门铃“叮咚叮咚”地响了,陆谦打开门,就看到苏蔚瞳抱着一束白色郁金香站在了门口。苏蔚瞳低下头去,礼貌而平静地打招呼:“李老师好。”陆谦目光沉冷地看着那束白色郁金香,面带嘲讽地勾起唇角笑笑,过了很久,才从苏蔚瞳的怀里接过花束,从牙缝里冷冷挤出两个字:“请进。”
这时丁茹端着一盘炒好的菜从厨房里走了出来,看到苏蔚瞳,就开心地笑了起来:“蔚瞳你来啦。丁老师炒了一些菜,快来看看有没有喜欢的。”苏蔚瞳弯腰说了一句:“谢谢丁老师。”一旁的陆谦看到端着菜的丁茹,赶紧几步上前接过丁茹手中的菜盘,出声埋怨了一句:“你怀着宝宝,这些事情我来做就行了。”丁茹皱起鼻子笑笑:“我可没你惯的那么娇贵。”丁茹笑着,朝苏蔚瞳招了招手:“蔚瞳,快过来坐。”
苏蔚瞳走近丁茹,今天的丁茹穿了一件宽松的毛织打底长衣,显得随性自在。苏蔚瞳一走近丁茹,就有些难受地皱起了眉头。他稍微退开一点,别过头去,发现餐桌上摆了一大束百合花。苏蔚瞳退得离餐桌远一些,他低下头去竭力忍了一阵,却还是没有忍得住,捂住嘴不住地低声咳了起来。丁茹惊讶地瞪大眼睛:“蔚瞳你怎么了,突然不舒服吗?”她一脸担心地往前走了几步,身后摆好菜的陆谦抬头往这边看了一眼,走过来伸手拦住了往苏蔚瞳身边靠的丁茹:“他对貂毛和百合花粉过敏。”“啊……”丁茹惊讶地张大嘴,一脸的歉疚,“我……我不知道。”她回过身推了一把陆谦,出声埋怨道:“真是,你也不和我讲。你把桌上的百合花搬开,我去里面换件衣服。”
陆谦把百合花搬进厨房,见丁茹走进了卧室,就伸手去牵苏蔚瞳的手:“阿瞳,坐。”苏蔚瞳抬手避开陆谦的拉扯,平稳了一下有些难受的呼吸,走到了餐桌前。陆谦尾随着他走近餐桌,抬头却看到丁茹从卧室里走了出来。陆谦的眼神闪烁片刻,迟疑了一下便绕过苏蔚瞳上前搀住丁茹:“衣服换好啦?来来来,这边坐。”丁茹嗔怪地打了他一下:“我换个衣服而已,你别把我当个老太婆。”陆谦笑着躲闪一下:“世上哪有这么年轻漂亮的老太婆?”丁茹含嗔带怨地瞪他一眼:“蔚瞳可是在呢,你正经点。”陆谦搀着她在餐桌前坐下:“好啦好啦,知道你害羞。”
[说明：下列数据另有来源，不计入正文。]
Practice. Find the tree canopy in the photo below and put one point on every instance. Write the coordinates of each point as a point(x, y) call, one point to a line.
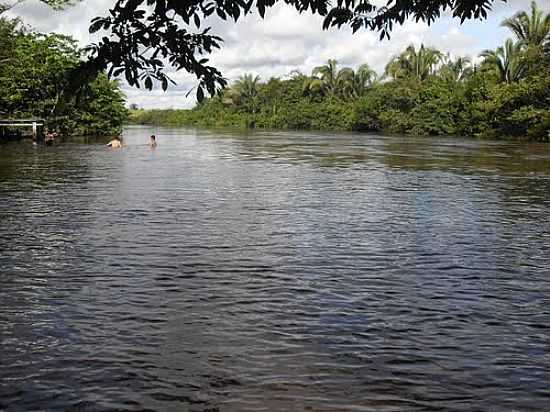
point(424, 92)
point(143, 36)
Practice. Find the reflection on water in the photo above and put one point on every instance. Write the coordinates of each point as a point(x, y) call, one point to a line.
point(275, 271)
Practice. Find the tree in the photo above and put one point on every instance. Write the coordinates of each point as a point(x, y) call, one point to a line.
point(6, 5)
point(143, 34)
point(456, 70)
point(36, 80)
point(414, 64)
point(244, 92)
point(327, 78)
point(508, 61)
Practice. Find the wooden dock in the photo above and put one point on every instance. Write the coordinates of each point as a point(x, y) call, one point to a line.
point(36, 124)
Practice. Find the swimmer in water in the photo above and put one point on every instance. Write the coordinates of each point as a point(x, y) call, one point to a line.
point(116, 143)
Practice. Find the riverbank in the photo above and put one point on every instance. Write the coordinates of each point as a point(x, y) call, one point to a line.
point(476, 107)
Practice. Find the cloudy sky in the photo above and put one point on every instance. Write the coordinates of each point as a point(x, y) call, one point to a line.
point(286, 41)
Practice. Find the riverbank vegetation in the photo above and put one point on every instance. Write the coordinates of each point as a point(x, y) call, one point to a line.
point(423, 91)
point(38, 78)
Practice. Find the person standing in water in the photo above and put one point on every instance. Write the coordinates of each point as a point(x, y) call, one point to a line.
point(116, 143)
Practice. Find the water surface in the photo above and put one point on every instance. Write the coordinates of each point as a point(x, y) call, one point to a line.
point(275, 271)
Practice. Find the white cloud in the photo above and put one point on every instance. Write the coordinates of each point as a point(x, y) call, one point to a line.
point(286, 40)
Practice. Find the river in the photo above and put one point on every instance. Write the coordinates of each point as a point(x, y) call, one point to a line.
point(275, 271)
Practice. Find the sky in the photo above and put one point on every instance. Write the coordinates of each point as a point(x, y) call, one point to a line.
point(285, 41)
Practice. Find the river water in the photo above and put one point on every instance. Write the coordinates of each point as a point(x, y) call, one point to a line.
point(275, 271)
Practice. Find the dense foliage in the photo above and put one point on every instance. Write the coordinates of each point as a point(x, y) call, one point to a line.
point(142, 35)
point(37, 79)
point(423, 91)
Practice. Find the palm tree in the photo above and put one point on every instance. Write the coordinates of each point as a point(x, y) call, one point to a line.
point(244, 90)
point(456, 70)
point(416, 64)
point(327, 78)
point(363, 79)
point(507, 61)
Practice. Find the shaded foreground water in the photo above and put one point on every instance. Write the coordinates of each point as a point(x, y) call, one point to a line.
point(275, 271)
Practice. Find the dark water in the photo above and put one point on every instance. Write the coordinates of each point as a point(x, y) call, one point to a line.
point(275, 272)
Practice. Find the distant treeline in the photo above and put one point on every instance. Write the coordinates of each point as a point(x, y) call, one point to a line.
point(41, 76)
point(423, 92)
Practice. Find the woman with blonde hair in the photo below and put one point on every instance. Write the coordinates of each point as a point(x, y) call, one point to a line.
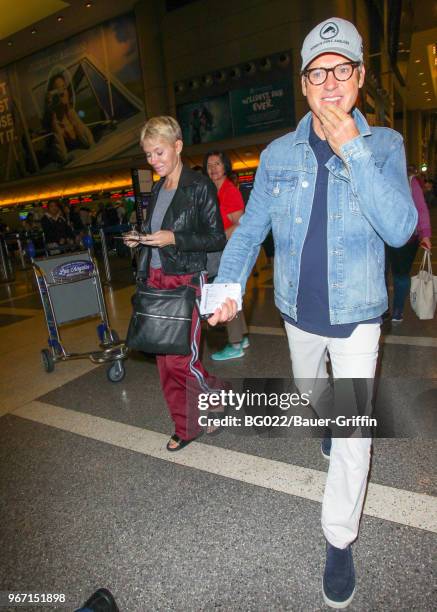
point(182, 224)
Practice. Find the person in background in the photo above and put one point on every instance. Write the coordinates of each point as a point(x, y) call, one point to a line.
point(182, 224)
point(400, 260)
point(219, 168)
point(29, 224)
point(56, 230)
point(67, 130)
point(38, 212)
point(121, 212)
point(85, 217)
point(429, 193)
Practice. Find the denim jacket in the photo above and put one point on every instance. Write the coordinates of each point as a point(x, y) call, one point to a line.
point(369, 203)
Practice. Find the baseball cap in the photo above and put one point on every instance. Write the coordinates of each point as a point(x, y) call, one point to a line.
point(335, 35)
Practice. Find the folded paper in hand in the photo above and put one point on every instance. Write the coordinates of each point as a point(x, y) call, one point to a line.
point(213, 296)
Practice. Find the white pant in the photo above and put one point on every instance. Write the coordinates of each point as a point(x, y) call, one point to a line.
point(353, 357)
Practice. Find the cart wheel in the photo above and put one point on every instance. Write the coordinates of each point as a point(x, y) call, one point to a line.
point(115, 337)
point(47, 360)
point(110, 337)
point(116, 372)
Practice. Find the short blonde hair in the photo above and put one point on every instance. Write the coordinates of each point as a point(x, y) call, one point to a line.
point(164, 126)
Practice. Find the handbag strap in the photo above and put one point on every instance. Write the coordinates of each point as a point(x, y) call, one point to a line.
point(426, 262)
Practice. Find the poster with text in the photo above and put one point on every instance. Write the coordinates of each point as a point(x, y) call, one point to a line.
point(262, 108)
point(206, 120)
point(72, 104)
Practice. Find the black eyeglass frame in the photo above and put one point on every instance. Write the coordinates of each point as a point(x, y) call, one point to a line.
point(307, 73)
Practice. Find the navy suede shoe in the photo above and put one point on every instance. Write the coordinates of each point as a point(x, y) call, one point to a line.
point(325, 447)
point(339, 577)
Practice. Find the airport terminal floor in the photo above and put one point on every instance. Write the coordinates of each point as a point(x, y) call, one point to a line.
point(90, 496)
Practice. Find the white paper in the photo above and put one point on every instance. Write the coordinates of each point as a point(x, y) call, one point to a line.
point(214, 295)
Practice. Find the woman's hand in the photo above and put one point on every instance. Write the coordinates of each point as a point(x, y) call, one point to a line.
point(131, 239)
point(158, 239)
point(425, 243)
point(226, 313)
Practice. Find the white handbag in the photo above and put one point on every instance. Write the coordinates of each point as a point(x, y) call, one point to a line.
point(422, 293)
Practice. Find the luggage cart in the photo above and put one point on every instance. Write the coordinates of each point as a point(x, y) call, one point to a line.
point(71, 290)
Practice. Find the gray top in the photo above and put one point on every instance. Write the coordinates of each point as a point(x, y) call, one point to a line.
point(165, 196)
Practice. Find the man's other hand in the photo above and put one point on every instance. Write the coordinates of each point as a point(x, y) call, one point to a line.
point(227, 312)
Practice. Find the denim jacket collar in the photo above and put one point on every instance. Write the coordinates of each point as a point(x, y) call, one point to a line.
point(335, 164)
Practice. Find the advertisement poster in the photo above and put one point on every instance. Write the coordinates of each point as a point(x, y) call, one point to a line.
point(258, 109)
point(75, 103)
point(206, 120)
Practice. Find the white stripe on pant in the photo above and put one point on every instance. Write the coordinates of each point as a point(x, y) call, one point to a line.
point(353, 357)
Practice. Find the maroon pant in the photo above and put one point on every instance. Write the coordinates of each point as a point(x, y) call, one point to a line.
point(183, 377)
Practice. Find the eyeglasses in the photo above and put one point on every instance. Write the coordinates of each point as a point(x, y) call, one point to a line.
point(342, 72)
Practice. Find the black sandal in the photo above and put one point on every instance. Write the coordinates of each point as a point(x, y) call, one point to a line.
point(180, 443)
point(216, 414)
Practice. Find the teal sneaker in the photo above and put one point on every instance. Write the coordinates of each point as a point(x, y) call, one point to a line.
point(229, 352)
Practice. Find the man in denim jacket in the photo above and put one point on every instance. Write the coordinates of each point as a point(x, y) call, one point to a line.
point(333, 191)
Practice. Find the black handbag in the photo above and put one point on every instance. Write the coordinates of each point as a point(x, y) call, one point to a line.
point(161, 321)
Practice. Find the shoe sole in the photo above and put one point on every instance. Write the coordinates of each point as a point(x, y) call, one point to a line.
point(324, 455)
point(226, 358)
point(337, 605)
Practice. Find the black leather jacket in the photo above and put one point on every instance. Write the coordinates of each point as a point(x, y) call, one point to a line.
point(194, 218)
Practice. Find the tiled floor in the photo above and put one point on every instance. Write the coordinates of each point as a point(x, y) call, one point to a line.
point(90, 497)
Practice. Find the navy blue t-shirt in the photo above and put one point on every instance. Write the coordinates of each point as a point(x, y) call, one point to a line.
point(313, 295)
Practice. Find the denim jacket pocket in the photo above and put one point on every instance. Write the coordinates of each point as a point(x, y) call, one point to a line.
point(280, 188)
point(354, 206)
point(281, 184)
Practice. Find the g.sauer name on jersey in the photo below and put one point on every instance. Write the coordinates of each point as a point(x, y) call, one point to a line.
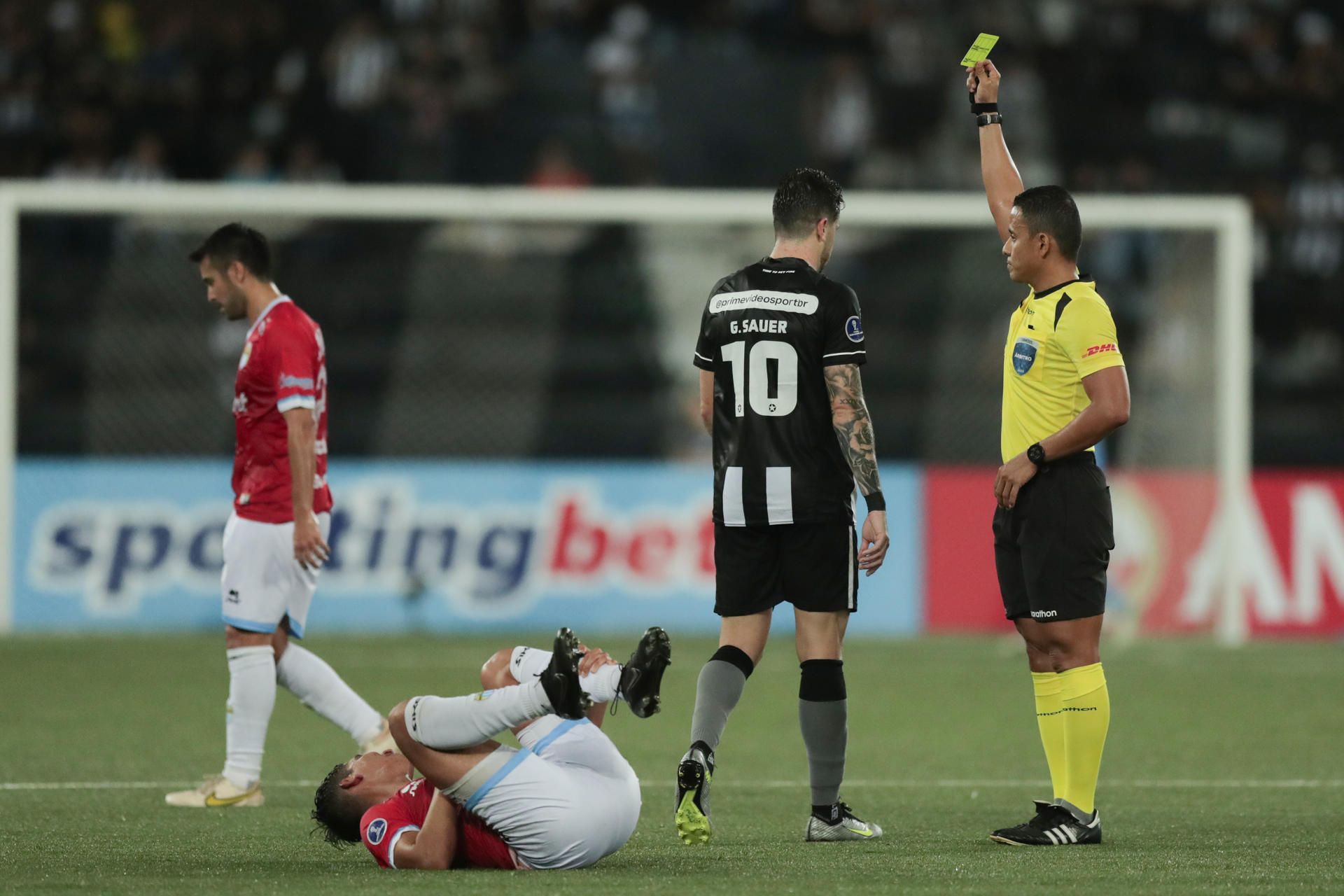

丁茹在餐桌前坐下以后,从面前的菜碟里夹起一块烧得肥腻得宜的肉放到了苏蔚瞳的碗里,笑着说道:“蔚瞳,这是我拿手的红烧兔肉,你尝尝。”听了丁茹的话,苏蔚瞳神色为难地看着碗里的肉,拿着筷子却迟迟没有开动。丁茹偏过头看了看他:“不喜欢这个吗?”又夹了一只牛蛙放到他的碗里,“我的干锅牛蛙也是一绝,你试一下?”苏蔚瞳看着突然掉进碗里的牛蛙,面露惊恐地拖着椅子往后退了一步。陆谦夹了一块兔肉放进丁茹碗里,拦住了丁茹还要往苏蔚瞳碗里伸的筷子,出声说道:“别勉强他了,他不吃兔子和牛蛙。”陆谦的目光往桌上的菜碟扫了一圈,摇了摇头,“你也是绝了,做的每个菜几乎都是他不吃的。”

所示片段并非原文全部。